Our sandwich ELISA detects unglycosylated rat recombinant ACTH between 0 and 40 pg/mL in a linear manner; the interpretation threshold for baseline ACTH for equine PPID is expected to be ~15–30 pg/mL (depending on month or season), which is significantly <40 pg/mL. Assay optimization reduced run time from 8 h to 6 h and reduced the volume of beads needed to 0.5 µL. A 6-h run time is still too long for a stall-side, point-of-care test, and further refinement of assay conditions is needed.

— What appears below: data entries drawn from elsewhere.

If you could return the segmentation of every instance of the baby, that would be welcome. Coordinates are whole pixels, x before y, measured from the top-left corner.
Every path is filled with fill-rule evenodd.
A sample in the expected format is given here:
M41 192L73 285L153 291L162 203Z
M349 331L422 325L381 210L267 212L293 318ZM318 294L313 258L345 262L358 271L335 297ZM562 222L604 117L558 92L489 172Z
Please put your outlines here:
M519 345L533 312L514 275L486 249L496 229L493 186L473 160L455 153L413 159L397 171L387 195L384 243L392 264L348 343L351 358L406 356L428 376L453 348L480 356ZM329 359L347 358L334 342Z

Continued development of our ELISA as a stall-side equine ACTH assay requires the following, all of which are planned future experiments: investigation of whether the chosen detection and capture antibodies can detect ACTH in equine plasma (vs. the unglycosylated recombinant rat ACTH used here), confirmation of LOD, documentation of assay precision, investigation of prozone effect, and investigation of assay specificity (e.g., glycosylated vs. unglycosylated ACTH, ACTH vs. other POMC peptides). A major limitation of our project is that we did not evaluate equine samples for accuracy compared to the current Immulite 2000xpi or other reference methods (e.g., liquid chromatography–mass spectrometry).
Footnotes
Declaration of conflicting interests
The authors declared no potential conflicts of interest with respect to the research, authorship, and/or publication of this article.
Funding
Partial funding for our project was provided by the ASVCP Share the Future Research Grant and by the Center of Excellence (COE) in Livestock Diseases and Human Health Research Fund, University of Tennessee.